Alfredo Soares-Ferreira *
O que resta de um não-debate sobre a nova identidade que o Governo decidiu imprimir à sua imagem é o vazio completo da forma e o triunfo natural do revanchismo primário. Nada que não se esperasse, como afirmação de uma pretensa identidade, mesmo assim, ao arrepio do repúdio por “posições extremistas”, patentes sobretudo no conhecido e propalado “não-é-não”. Se a nova identidade faz ou não o género desta equipa, saber-se-á muito em breve, ficando por agora a imagem do novo logotipo como uma afirmação de posição.
Mais adiante, ou seja, uns dias depois da cena programada, acontece o lançamento do “livro”. Um outro acontecimento, também devidamente arquitectado pela propaganda mediática, traz à luz do dia a sombra da obra “Identidade e Família”, onde pontificam teses ultra-direitistas sobre temáticas, cujas matérias foram absorvidas e resolvidas pela sociedade, no tempo devido e não parecem constituir, a não ser para os seus seguidores, qualquer espécie de problema. A obra contém seguramente uma ideologia, mas o seu lançamento parece ser o pretexto para mais alguma coisa. Arrumada a afirmação identitária da simbologia do passado, o tempo será o da convergência da Direita que nada tem a ver, antes pelo contrário, com o 25 de Abril. E a celebração dos 50 anos da Revolução incomoda mesmo os seus representantes, instigando-os a celebrar exactamente o oposto. Trata-se de um facto novo, a que não estaríamos habituados, mas que mais não é que o sinal dos tempos conturbados de retrocesso civilizacional, desenhado pelo pensamento único neoliberal e da sua faceta primária, assente na manipulação grosseira da realidade e no discurso enviesado do digital-reformismo e da negação da Cidadania. O horror, bem demonstrado na obra, de que são exemplos vivos, a emancipação da mulher, a liberdade para pedir o divórcio, ou o casamento homossexual, é na verdade a tentativa de ressuscitar os fantasmas do passado. Não terá sido fortuito ser Passos Coelho, o delfim da extrema-direita e protector do afilhado que diz representar mais de um milhão de votantes, a alertar contra a “destruição da família” tradicional e a “ideologia de género“. É mais um sinal de que algo estará a desenhar-se e que, a concretizar-se, poderá ser a machadada final do 25 de Abril, uma esperança acumulada da “gente boa” deste País.
O termo “identidade” reporta à qualidade de idêntico, semelhante, ou o mesmo e, consequentemente, identificador de algo que permanece.

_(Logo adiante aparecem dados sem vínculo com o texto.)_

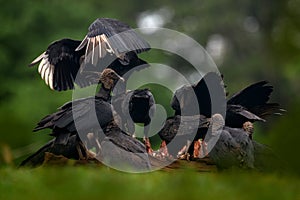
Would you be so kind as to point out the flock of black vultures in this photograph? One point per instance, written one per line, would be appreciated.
(100, 128)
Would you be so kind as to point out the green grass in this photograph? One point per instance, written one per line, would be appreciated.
(103, 183)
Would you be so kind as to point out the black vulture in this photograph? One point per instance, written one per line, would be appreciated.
(86, 115)
(122, 151)
(243, 108)
(250, 105)
(70, 150)
(136, 106)
(63, 59)
(178, 131)
(198, 101)
(234, 148)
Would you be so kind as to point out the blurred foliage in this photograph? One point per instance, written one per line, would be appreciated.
(95, 183)
(261, 38)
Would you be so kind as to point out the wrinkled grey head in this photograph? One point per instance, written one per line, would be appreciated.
(218, 123)
(109, 78)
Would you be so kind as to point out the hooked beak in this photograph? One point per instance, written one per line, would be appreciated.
(205, 123)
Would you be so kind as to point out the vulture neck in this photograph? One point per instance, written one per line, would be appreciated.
(104, 93)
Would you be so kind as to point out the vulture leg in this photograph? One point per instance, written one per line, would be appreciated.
(248, 127)
(147, 140)
(183, 153)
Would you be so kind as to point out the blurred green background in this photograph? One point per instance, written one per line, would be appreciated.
(249, 40)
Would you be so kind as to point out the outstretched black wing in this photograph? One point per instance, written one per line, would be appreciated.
(255, 99)
(107, 35)
(59, 65)
(208, 93)
(79, 115)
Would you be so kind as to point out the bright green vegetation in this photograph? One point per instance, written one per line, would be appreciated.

Tem a sua origem na filosofia, identificando um conceito que se utiliza para descrever algo que é diferente dos demais, porém idêntico a si mesmo. Para o filósofo alemão Jürgen Habermas, a identidade tem a sua origem na relação dialéctica entre o indivíduo e a sociedade e inclui processos de identificação própria e identificação reconhecida por outros, não sendo, por essa razão, imutável. Para o sociólogo espanhol Manuel Castells são as instituições que definem os papéis sociais e são os indivíduos que geram identidades, seguindo as construções identitárias um processo contínuo que se concretiza nas relações interpessoais e nas diversas representações.

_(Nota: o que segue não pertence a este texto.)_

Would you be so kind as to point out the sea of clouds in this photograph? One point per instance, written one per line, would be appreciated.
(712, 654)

No que diz respeito à imagem que o Governo quer assumir como identidade, o que há a dizer é simplesmente que ela (imagem) foi incorporada intencionalmente num processo vulgarmente designado por “sublimação”, ou seja, a passagem do estado imaginário para o estado sólido, o do objecto que constitui o logotipo. Pensado numa dimensão subjectiva e depois construído para agradar aos apaniguados, unidos num propósito comum de “afastar”, na sua ideia, a simbologia identitária “socialista”. Na verdade, a comunicação de marca é o processo de transferência da identidade em imagem. Esse processo está naturalmente ainda em curso, como o prova a apresentação do livro em apreço, que foi uma das peças, segundo o pensamento do apresentador, de atacar “a ideologia de género” e “a cultura de morte”. Estando em causa valores fundamentais adquiridos como a defesa da diversidade, da utilização do corpo e da livre assunção da sexualidade, o que no “livro” se defende faz pensar que ele será a cartilha que irá orientar a Direita no seu conjunto.

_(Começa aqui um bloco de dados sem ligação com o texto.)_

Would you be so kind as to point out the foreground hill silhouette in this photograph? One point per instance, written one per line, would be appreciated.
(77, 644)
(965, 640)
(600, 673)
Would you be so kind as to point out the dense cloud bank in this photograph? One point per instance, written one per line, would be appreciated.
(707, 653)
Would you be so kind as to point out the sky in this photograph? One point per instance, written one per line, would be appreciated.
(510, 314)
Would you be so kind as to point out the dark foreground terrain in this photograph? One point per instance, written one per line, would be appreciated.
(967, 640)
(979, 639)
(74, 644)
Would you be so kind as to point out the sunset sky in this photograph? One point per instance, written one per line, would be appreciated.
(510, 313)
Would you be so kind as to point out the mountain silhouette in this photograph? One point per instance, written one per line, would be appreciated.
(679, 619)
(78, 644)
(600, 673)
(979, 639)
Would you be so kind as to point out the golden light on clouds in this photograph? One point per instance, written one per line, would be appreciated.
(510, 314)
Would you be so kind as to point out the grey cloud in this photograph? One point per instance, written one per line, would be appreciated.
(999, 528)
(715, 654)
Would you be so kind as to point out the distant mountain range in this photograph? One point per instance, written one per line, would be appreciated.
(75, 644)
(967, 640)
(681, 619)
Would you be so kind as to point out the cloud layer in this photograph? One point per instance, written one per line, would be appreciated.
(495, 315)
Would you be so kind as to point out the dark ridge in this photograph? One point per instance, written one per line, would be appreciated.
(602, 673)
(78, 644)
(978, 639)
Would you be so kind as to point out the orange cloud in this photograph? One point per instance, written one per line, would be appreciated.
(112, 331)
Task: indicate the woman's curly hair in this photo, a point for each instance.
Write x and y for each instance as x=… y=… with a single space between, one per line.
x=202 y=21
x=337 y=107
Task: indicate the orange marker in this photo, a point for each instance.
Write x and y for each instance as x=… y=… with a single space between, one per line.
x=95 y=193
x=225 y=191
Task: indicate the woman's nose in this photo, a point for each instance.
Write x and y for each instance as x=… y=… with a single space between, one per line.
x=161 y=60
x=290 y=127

O logotipo como imagem de marca e a obra livresca representam, de forma indelével, uma forma de pensar e de agir. Não constituindo qualquer valor acrescentado, uma vez que nem uma nem outra, são inovação, aportam para um imaginário de adesão duvidosa. Ao mesmo tempo que “divertem” os seus autores, fazem emergir o pathos necessário, para que a emoção desperte os seguidores, fornecendo-lhes a energia, o entusiasmo e a esperança que precisam para a sua “campanha contra o socialismo”, assumida, hoje e agora, às claras. Aguardemos o desenvolvimento deste novo caminho e até que ponto ele será um rio que seca, ou que desagua no mar profundo da indiferença colectiva.